Marie-Louise Eta gibt erstes Interview als Bundesliga-Cheftrainerin
Die Ernennung von Marie-Louise Eta zur Cheftrainerin der Bundesliga-Männermannschaft des 1. FC Union Berlin hat weltweit für Aufsehen gesorgt. Nun spricht die 34-Jährige in einem ausführlichen Interview mit der „ZEIT“ erstmals über ihre neue Rolle und die Ereignisse seit dem 11. April, dem Tag, an dem sie auf Steffen Baumgart folgte.

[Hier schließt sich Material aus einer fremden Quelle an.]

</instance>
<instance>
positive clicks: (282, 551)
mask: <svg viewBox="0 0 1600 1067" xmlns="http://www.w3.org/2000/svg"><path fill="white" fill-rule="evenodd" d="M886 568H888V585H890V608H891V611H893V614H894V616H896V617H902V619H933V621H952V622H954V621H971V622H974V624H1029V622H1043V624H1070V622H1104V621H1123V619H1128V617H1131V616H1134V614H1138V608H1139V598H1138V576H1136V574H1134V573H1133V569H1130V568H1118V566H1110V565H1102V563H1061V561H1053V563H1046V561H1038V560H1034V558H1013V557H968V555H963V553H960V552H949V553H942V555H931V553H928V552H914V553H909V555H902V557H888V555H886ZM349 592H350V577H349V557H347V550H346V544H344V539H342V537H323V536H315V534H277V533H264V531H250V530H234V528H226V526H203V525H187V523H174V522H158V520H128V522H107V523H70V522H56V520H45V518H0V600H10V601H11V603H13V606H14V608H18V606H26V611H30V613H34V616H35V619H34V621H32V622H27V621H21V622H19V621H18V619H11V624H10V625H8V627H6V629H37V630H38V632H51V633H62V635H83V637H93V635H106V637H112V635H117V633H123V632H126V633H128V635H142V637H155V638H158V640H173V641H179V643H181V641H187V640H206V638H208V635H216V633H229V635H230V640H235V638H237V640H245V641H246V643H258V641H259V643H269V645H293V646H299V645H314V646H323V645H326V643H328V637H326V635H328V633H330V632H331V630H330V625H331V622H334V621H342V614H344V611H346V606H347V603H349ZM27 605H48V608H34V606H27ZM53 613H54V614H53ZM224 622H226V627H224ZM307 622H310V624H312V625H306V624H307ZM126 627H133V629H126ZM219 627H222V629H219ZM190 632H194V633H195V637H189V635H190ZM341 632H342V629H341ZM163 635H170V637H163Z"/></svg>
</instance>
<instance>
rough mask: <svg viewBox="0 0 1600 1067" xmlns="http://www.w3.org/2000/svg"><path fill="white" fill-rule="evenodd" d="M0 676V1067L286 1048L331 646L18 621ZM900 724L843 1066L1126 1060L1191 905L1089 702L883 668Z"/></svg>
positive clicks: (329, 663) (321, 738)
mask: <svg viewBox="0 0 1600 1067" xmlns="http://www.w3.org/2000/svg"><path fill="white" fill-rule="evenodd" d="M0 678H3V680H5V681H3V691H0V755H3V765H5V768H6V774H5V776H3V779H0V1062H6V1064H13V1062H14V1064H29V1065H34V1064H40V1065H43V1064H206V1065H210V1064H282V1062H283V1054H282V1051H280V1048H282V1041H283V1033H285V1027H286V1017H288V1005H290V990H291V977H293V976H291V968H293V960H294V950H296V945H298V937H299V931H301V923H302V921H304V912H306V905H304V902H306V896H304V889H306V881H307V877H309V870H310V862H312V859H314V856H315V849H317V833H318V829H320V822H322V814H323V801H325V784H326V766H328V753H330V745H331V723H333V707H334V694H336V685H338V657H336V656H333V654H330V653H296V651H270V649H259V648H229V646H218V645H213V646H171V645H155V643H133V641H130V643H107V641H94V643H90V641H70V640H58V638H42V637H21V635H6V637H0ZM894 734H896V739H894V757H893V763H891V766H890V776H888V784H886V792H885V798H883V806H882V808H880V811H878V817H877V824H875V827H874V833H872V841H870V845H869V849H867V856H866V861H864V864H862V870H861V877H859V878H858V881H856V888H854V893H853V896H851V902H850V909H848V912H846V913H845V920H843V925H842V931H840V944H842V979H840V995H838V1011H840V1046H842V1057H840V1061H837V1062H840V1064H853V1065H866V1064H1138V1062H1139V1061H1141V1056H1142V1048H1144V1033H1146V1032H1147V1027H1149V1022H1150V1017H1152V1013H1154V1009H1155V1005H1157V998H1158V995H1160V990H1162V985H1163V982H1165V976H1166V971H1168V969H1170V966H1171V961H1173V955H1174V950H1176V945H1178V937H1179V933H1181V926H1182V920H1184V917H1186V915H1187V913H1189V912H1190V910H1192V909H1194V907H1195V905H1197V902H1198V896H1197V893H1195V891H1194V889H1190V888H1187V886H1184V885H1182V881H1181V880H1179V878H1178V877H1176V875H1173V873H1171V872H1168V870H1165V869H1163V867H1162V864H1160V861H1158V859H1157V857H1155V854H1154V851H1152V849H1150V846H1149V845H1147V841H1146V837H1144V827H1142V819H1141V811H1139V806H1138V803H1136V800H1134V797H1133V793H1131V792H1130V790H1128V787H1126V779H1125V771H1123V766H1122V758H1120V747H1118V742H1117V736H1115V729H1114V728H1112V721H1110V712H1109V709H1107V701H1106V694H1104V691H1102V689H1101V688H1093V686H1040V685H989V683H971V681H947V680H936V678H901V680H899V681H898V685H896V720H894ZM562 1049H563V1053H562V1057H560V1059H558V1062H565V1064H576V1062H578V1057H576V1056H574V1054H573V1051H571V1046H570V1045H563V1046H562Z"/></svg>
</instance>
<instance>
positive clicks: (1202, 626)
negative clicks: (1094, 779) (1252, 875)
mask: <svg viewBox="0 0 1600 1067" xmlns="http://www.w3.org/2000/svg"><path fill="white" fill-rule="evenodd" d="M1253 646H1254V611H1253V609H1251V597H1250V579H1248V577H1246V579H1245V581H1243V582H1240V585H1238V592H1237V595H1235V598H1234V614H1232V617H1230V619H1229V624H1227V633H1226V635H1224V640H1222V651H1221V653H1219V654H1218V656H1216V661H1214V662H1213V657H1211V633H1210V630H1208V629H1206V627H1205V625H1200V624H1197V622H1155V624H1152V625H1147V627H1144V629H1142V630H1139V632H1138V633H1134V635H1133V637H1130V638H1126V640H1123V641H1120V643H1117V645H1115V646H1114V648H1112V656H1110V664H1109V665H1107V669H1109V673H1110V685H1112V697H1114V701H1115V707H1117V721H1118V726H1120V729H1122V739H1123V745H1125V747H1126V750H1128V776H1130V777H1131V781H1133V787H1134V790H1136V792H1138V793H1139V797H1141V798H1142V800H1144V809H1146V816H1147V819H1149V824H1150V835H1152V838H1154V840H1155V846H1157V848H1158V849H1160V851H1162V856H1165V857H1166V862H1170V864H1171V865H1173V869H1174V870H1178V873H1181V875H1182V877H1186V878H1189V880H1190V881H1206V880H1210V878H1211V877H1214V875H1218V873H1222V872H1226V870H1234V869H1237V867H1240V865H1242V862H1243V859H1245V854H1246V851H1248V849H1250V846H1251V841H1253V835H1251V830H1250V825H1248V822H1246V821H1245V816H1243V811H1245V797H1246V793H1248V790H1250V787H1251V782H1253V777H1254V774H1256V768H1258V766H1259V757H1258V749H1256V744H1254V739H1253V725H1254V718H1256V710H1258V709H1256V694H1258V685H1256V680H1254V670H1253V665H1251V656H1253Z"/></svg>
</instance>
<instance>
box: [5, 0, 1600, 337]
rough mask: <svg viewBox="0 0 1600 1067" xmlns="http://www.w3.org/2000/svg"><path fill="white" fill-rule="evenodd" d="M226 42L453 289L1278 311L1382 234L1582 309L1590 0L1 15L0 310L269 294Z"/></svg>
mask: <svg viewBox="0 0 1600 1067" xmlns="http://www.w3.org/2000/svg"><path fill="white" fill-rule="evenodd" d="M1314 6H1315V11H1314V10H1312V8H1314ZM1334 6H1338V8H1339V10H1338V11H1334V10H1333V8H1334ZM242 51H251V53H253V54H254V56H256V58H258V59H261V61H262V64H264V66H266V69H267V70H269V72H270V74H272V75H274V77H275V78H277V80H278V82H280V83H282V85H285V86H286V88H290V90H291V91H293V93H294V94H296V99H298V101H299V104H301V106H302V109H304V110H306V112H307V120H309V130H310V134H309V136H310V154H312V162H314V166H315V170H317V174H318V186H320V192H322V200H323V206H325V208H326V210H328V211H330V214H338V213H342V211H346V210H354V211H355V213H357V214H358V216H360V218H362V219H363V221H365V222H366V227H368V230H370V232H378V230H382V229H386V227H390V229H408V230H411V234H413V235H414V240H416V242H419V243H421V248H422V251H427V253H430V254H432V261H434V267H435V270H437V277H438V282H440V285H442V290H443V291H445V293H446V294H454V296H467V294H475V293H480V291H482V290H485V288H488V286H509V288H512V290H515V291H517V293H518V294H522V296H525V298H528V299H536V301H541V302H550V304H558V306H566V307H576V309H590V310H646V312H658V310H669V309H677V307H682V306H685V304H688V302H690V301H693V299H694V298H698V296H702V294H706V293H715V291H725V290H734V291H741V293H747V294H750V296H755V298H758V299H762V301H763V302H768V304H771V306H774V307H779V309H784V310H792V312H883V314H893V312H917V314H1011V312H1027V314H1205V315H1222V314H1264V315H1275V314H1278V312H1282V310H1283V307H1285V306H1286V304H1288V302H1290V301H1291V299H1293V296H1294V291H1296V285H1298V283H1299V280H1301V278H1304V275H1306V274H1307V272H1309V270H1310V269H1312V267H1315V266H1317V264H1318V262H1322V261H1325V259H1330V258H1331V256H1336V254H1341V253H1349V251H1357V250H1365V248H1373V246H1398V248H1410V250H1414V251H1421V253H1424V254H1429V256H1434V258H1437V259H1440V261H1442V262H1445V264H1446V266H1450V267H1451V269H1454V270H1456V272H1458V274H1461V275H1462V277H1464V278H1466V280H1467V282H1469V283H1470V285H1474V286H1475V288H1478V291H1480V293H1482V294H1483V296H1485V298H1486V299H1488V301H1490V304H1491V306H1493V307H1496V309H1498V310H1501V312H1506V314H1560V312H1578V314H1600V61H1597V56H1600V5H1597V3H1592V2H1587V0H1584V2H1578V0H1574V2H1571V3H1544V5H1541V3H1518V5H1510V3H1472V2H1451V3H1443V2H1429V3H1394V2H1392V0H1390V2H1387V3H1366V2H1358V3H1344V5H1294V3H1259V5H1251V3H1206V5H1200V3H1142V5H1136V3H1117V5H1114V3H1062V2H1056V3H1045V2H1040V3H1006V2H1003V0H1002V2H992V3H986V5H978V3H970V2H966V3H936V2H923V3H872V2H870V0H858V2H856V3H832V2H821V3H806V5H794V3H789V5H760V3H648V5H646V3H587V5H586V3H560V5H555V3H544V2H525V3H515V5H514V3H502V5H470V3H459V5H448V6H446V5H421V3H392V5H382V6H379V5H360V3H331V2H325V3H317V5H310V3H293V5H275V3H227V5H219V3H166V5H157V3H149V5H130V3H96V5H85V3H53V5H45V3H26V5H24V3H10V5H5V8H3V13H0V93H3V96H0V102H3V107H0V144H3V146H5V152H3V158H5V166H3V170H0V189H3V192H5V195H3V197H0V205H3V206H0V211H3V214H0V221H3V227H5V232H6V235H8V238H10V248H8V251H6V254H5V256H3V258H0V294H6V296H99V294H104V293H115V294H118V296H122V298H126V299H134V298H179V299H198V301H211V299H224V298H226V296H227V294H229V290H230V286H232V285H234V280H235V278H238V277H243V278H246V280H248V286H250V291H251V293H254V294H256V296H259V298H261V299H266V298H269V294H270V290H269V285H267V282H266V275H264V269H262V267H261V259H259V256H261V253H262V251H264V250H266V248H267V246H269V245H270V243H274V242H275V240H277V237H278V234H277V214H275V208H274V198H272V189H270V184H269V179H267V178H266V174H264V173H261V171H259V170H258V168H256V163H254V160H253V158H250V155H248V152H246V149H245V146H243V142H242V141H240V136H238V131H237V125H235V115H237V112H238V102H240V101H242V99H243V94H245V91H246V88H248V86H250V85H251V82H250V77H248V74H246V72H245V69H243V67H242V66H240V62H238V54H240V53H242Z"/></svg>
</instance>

Die Aufgabe als „Feuerwehrfrau“
Eta beschreibt ihre Position als eine Art „Feuerwehrfrau“: „Es hilft schon ein bisschen, dass da eine neue Stimme zu den Spielern spricht. Es löst erst mal das Gefühl aus, jeder Spieler könne sich neu beweisen. Gleiche Chancen für alle. Meine Aufgabe ist es dann, auch wirklich alle mitzunehmen.“ Sie betont, dass es ihr wichtig ist, ein faires Umfeld zu schaffen, in dem sich jeder Spieler entwickeln kann.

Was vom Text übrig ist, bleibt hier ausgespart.